Le comité d’entreprise européen du groupe Accor a eu lieu du 5 au 7 décembre 2011 à Genève. Il a permis aux participants européens de recevoir des informations sur la situation économique du groupe, mais aussi d’échanger sur les pratiques sociales et managériales.
ACCOR arrive au 5eme rang mondial de l’hôtellerie tandis qu’il est largement dominateur au niveau européen.
Le groupe ACCOR est leader en termes de chambres dètenue en propriété ou en location, mais s’est largement engage dans un processus de rééquilibrage au profit de la franchise.
Avec la scission du groupe en 2010, le recentrage sur l’hôtellerie s’est accéléré et le premier semestre 2011 est marqué par la cession des participations dans les services à bord des trains et dans le groupe Lucien Barrière et celle de Lenôtre cédé au groupe SODEXO, ACCOR est désormais un groupe exclusivement hôtelier.La stratégie du groupe est orientée depuis 5 ans environ vers les marques et la franchise.
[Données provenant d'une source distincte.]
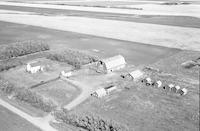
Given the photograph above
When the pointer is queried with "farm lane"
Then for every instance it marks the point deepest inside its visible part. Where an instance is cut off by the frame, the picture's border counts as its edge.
(42, 123)
(86, 90)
Et pourtant un certain nombre de marques posent interrogations Motel 6
(performances négatives) Sofitel et Pullman (rentabilité inférieure aux exigences du groupe), aussi l’activité thalassothérapie a t- elle vocation à rester dans le groupe ?
L’endettement du groupe étant désormais faible, comment seront répartis les cash-flow du groupe entre actionnaires, investissements et salaries ?
L ‘ Europe représente 56% du parc hôtelier du groupe Accor.
L’évolution des effectifs du groupe est la conséquence des stratégies de recentrage sur l’activité hôtellerie.
ACCOR a une position de leader incontestable en Europe, possède des marques à forte notoriété notamment dans l’économique et le milieu de gamme et une présence sur l’ensemble des segments, mais une concurrence forte la menace dans le domaine de la franchise.
Les membres CFDT ont fait valoir qu’en France, le changement de mode de gestion (passage en Franchise ou gestion) peut avoir pour conséquence la perte d’avantages liés au statut ACCOR, à savoir notamment:
- remise en cause d’accords collectifs (avantages sociaux, conditions d’emploi) ;
- remise en cause de rémunérations annexes (participation, intéressement) ;
- diminution ou disparition des institutions représentatives du personnel.
Ces conséquences sont réelles malgré un accord sur les principes et modalités de gestion et d’accompagnement du transfert des salaries dans le cadre de la cession
d’hôtels.
Les dirigeants du groupe ont exposé un état des lieux de la stratégie du groupe.
Ainsi, le parc du groupe compte au 30 septembre 2011 sur 524 000 chambres :
- 25% de franchise ;
- 23% de management ;
- 19% de location variable ;
- 18% de location fixe ;
- 15% de propriété.
L’objectif de l’organisation par marque est de supporter la stratégie de renforcement des marques ACCOR et de dèvelopper une forte complémentarité entre un spécialiste et un opérationnel terrain.
Lors de ce comité, Denis Hennequin qui venait répondre aux questions des participants a réaffirmé que la stratégie du groupe ne sera jamais basée sur le modèle américain. On aura un groupe sur 3 jambes : une partie filiale, une partie franchise et une partie managée.
La CFDT a réaffirmé son attachement au modèle axé sur la filiale afin que les salariés bénéficient des avantages du groupe (mutuelle, intéressement, participation, couverture conventionnelle…).
Le PDG de Accor a souligné que la création des 3 marques IBIS permettait malgré tout le maintien de différenciation entre ces 3 entités et que les structures juridiques de ces 3 marques seraient conservées.
Enfin, les membres CFDT du CEE ont demandé une redistribution plus équitable des bénéfices entre les actionnaires et les salariés, bien entendu en faveur de ces derniers.
En réponse, Denis Hennequin fait valoir que l’année 2012 s’annonce compliqué mais qu’il ne faut pas anticiper les négociations salariales qui auront lieu au premier semestre.
Pour la France, M. Recher, nouveau DRH groupe, répond que, concernant l’application de la Loi Sarkozy (Prime de dividende), Accor envisage d’augmenter la réserve de participation, plutôt que le développement de l’actionnariat salarié qui serait défavorable dans la situation actuelle de la bourse. Ce point devra faire l’objet d’une négociation avec les organisations syndicales du groupe.